“L’innovazione basata su Linux e l’open source sta davvero prendendo il sopravvento, e credo che anche l’acquisizione di Red Hat da parte di IBM lo dimostri”: lo sottolinea Paul Cormier, Executive Vice President e President Products and Technologies di Red Hat, rispondendo a una domanda sul rapporto tra le due realtà, e definendo l’operazione da 34 miliardi di dollari, la più grande acquisizione software nella storia. Il contesto è un incontro stampa con i top manager di Red Hat, a margine del Red Hat Open Source Day 2019, svoltosi i primi di dicembre a Milano.
Tra le domande, anche chiarimenti e approfondimenti, non solo sulla collaborazione di Red Hat con IBM ed altri partner, tra cui Amazon, Google, Intel, Microsoft, ma anche sui principi chiave alla base dell’attività di business della società, e sulla visione che guiderà lo sviluppo tecnologico futuro, in uno scenario in cui sullo sfondo ci sono open source, cloud ibrido e multi cloud. Presenti all’incontro, oltre a Cormier, anche Werner Knoblich, Senior Vice President e General Manager per l’area Europa Medio Oriente e Africa (EMEA); Gianni Anguilletti, Vice President Mediterranean Region per Italia, Francia, Spagna, Portogallo, Israele, Grecia, Cipro; Rodolfo Falcone, country manager di Red Hat per l’Italia.
Autorevolezza nelle open source community, valore chiave di differenziazione
Con IBM, Red Hat collabora a livello commerciale per diffondere maggiormente i propri prodotti sul mercato, ed evitare sovrapposizioni che potrebbero confondere la base clienti; ma, chiarisce Cormier, essa mantiene una posizione separata e neutrale dal punto di vista tecnologico. La neutralità è un valore core, perché Red Hat, in qualità di fornitore di software enterprise che adotta un modello di sviluppo open source, non collabora soltanto con i principali cloud provider, ma anche con altri soggetti, e società di consulenza e integrazione di sistemi, come Atos e Capgemini, che competono quotidianamente con IBM.

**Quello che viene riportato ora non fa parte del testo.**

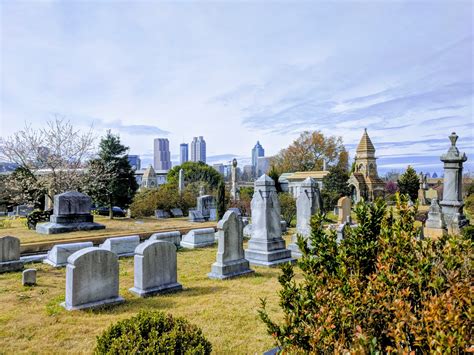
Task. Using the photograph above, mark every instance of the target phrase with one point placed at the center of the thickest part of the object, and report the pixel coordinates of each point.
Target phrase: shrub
(381, 289)
(153, 333)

“C’è però anche un altro valore chiave che ci differenzia, ad esempio, rispetto alla maggior parte dei numerosi vendor di distribuzioni Kubernetes – aggiunge Cormier – ed è che gli ingegneri Red Hat rappresentano figure di riferimento molto autorevoli, influenti in queste comunità e progetti open source di sviluppo upstream”. Di conseguenza, le necessità dei clienti sui prodotti software possono essere soddisfatte direttamente a livello “upstream”, quindi di codice sorgente originale, sviluppato a monte e depositato nel repository dagli autori. “Red Hat lavora inoltre su molti progetti, il kernel Linux, Kubernetes, Hadoop, solo per citarne alcuni, e su questi costruisce prodotti commerciali stabili, per i quali crea un ecosistema” fornendo, come nel caso di Red Hat Enterprise Linux (RHEL), pieno supporto e un ciclo di vita che arriva a dieci anni. Lo stesso modello vale, esemplifica, anche per la piattaforma di orchestrazione di container Kubernetes, su cui si basa OpenShift.

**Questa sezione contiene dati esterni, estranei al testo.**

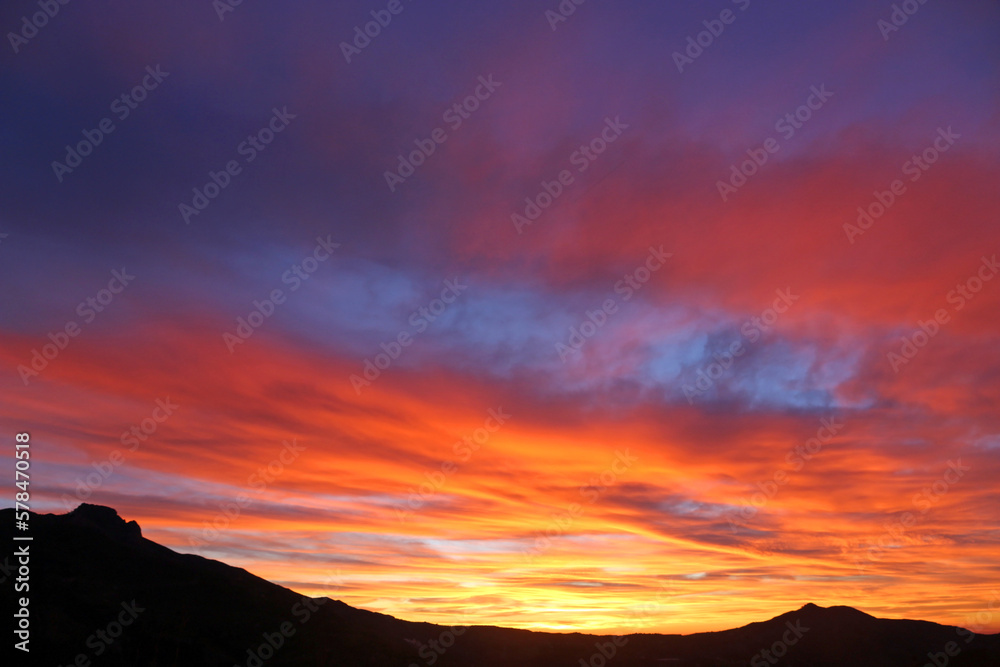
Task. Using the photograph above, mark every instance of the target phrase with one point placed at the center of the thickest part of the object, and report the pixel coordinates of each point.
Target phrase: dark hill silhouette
(190, 611)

Microservizi strumento privilegiato
Cosa c’è all’orizzonte, quali saranno i prossimi passi, nella prospettiva di evoluzione tecnologica che sfrutta sempre più le potenzialità dei container? “I container sono solo un building block e potranno permettere di fare molte cose” risponde Cormier. “Ad esempio, una di queste sono i microservizi, tramite cui è possibile scomporre grandi applicazioni monolitiche in aree funzionali, ciascuna delle quali ha il suo contenitore: ogni container, poi, può girare dov’è più conveniente”, nel cloud pubblico o nell’infrastruttutra di back-end del data center aziendale, quando è essenziale che i dati restino privati. In questo modo, attraverso una sola piattaforma tecnologica, OpenShift, che funziona come motore di astrazione delle applicazioni sulla nuvola pubblica e privata, è possibile eliminare la rigidità dei sistemi IT legacy e raggiungere la massima fluidità e flessibilità di amministrazione dei workload nel cloud ibrido. Come, chiediamo, Kubernetes può sfruttare l’intelligenza artificiale per migliorare l’orchestrazione di tali workload? “Kubernetes è solo un framework” risponde Cormier, spiegando che, per agire realmente sulla base dell’analisi delle risorse disponibili nei vari ambienti, la piattaforma di orchestrazione dovrà richiamare i servizi AI,e utilizzare motori d’automazione e provisioning dell’IT come Ansible. “Quali saranno i prossimi step? “Lavoreremo attorno al framework Kubernetes per renderlo molto più sofisticato” conclude Cormier.